(NEW YORK) — Raising membership fees can generally be chalked up as “the price of doing business.” But as inflation, demand and supply chain issues continue to dictate an increase in prices, consumers are left to consider the value of using services like grocery deliveries and big-box retailers.

Retail analyst and financial expert Hitha Herzog shared her insights with “GMA” on increases in membership fees as well as how individual lifestyle is a key driving factor for cost-benefit analysis.


“It always leads back to the consumer, because the consumer will have to eat the cost somehow,” Herzog explained. “It’s in the form of membership prices.”

Amazon recently announced a price hike for its membership to Prime services, which includes discounts for Whole Foods and grocery deliveries, due to “the continued expansion of Prime member benefits as well as the rise in wages and transportation costs.”

“We’re going to start seeing more and more of these memberships to retailers, especially larger online retailers — go up in price as well — if you’re going to increase the number of goods sold on the site and what you offer to your customers, you’re going to have to cover those overhead costs.”


Guggenheim analyst John Heinbockel predicted in a new research note earlier this week that popular big box retailer Costco is close to increasing its annual membership fees.

“We believe we are now 8 to 9 months away from a likely membership fee increase, a historical catalyst for the shares.

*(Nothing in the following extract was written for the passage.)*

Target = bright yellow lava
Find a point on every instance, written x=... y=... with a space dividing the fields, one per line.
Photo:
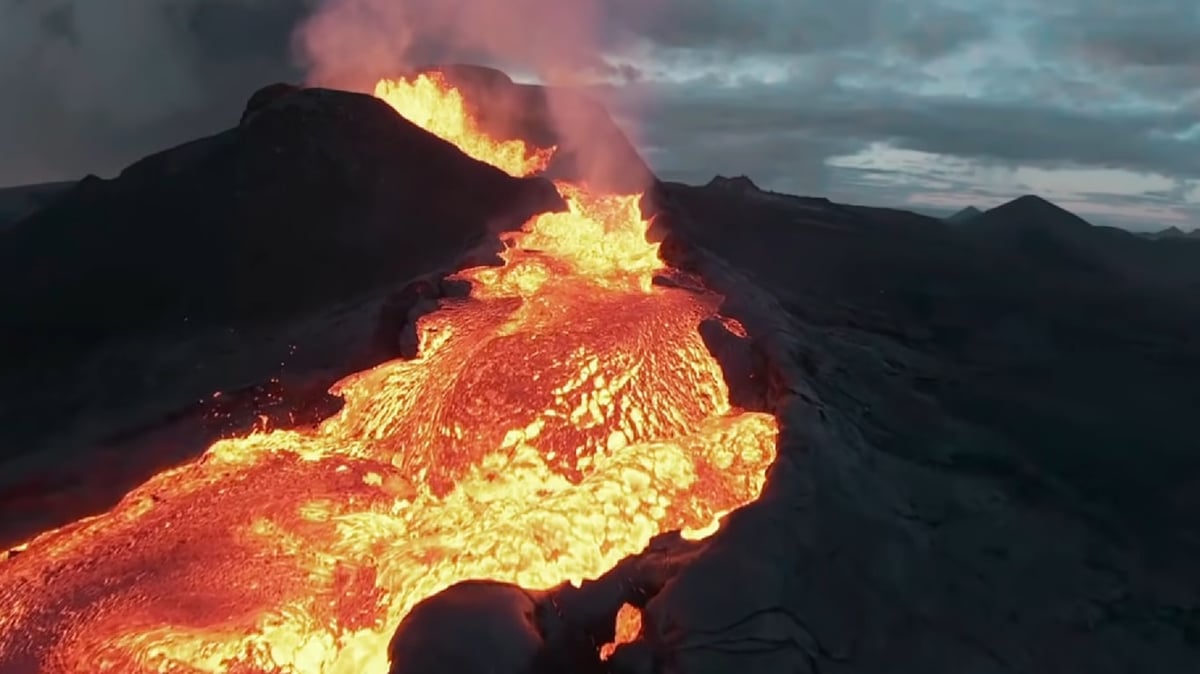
x=429 y=102
x=552 y=422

As is well known, Costco has increased its annual membership fee every five and a half years by $5 to 10. On this timetable, the next hike would come in August-September 2022.”

Herzog explained that bulk stores like Costco increase their membership price cyclicly “about every five and a half years.”


Costco has bifurcated membership options, Gold Star and Executive, the first costs $60 a year and the latter $120 a year, currently.

“I think the crux of this is that this is something typical of these bulk stores. The fact that they’re only doing it every five and a half years — as opposed to other stores or services that are increasing the price of products because of inflation,” Herzog said. “So I think this price increase is already baked into their business model we already knew that this was coming.”

According to Heinbockel’s analysis, he predicts the Gold Star fee would go to $65 while the Executive membership would move to $130. The warehouse retailer’s increased fee could potentially help keep overall product cost down for members amid labor shortages, supply chain issues and inflation.


Costco did not immediately respond to “Good Morning America’s” request for comment.

How should consumers weigh the value of pricier memberships?

“I think it really you have to examine your life, a little bit,” Herzog said. “What I mean by that is you have to assess, what is going to cost you less? So if you are seeing an increase in product [prices], which we’re definitely seeing across the board with everything from staple items in your refrigerator to the price of gasoline — Is it worth it to you to spend more on gasoline to drive to a store to try to get a cheaper product? Or is it worth it for you to spend a little more on a membership to potentially get free delivery, so you can spend a little more on the product?”


She continued, “Overall, consumers are going to have to pay for the price increase due to inflation and due to supply chain issues still existing.”

“As much as we hear government officials saying, ‘it won’t impact the consumer … manufacturers are going to eat the cost,’ it’s never the case,” she said. “At some point, the consumer is going to have to pay.”